+ Welcome!

mail_outline Email: melodyhuang@fas.harvard.edu

Twitter: @melodyyhuang

I'm currently a Postdoctoral Fellow at Harvard, working with Kosuke Imai. I will be joining Yale as an Assistant Professor in Fall 2024. My research broadly focuses on developing robust statistical methods to credibly estimate causal effects under real-world complications.

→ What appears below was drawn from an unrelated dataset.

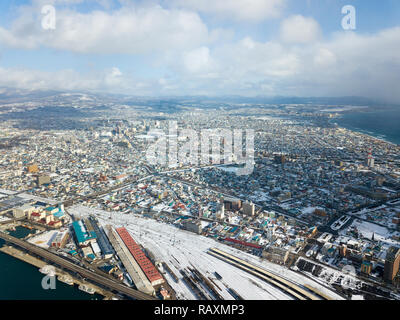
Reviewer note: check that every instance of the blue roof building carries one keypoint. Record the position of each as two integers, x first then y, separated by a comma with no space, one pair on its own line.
82,235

Before this, I received my Ph.D. in Statistics at the Unversity of California, Berkeley, where I was fortunate to be advised by Erin Hartman.

Recent News

  • [Jul. 2023]
My paper with Dan Soriano and Sam Pimentel on design sensitivity for weighted observational studies is now available on ArXiv (link)!
  • [Mar. 2023]
My paper with Erin Hartman on sensitivity analysis for survey weighting will be appearing in Political Analysis!
  • [Mar. 2023]
I will be presenting on variance-based sensitivity models at the Online Causal Inference Seminar!
  • [Jan. 2023]
Our paper on sensitivity analysis for survey weighting was chosen as one of the ASA 2023 Student Paper Competition winners!
  • [Nov. 2022]
I will be presenting my work on sensitivity analysis at University of Pennsylvania's Causal Inference Seminar.

+ Research


Sensitivity Analysis in the Generalization of Experimental Results


Randomized control trials (RCT’s) allow researchers to estimate causal effects in an experimental sample with minimal identifying assumptions. However, to generalize a causal effect from an RCT to a target population, researchers must adjust for a set of treatment effect moderators. In practice, it is impossible to know whether the set of moderators has been properly accounted for. In the following paper, I propose a three parameter sensitivity analysis for the generalization of experimental results using weighted estimators, with several advantages over existing methods. First, the framework does not require any parametric assumption on either the selection or treatment effect heterogeneity mechanism. Second, I show that the sensitivity parameters are guaranteed to be bounded and propose (1) a diagnostic for researchers to determine how robust a point estimate is to killer confounders, and (2) an adjusted calibration approach for researchers to accurately benchmark the parameters using existing data. Finally, I demonstrate that the proposed framework can be easily extended to the class of doubly robust, augmented weighted estimators. The sensitivity analysis framework is applied to a set of Jobs Training Program experiments.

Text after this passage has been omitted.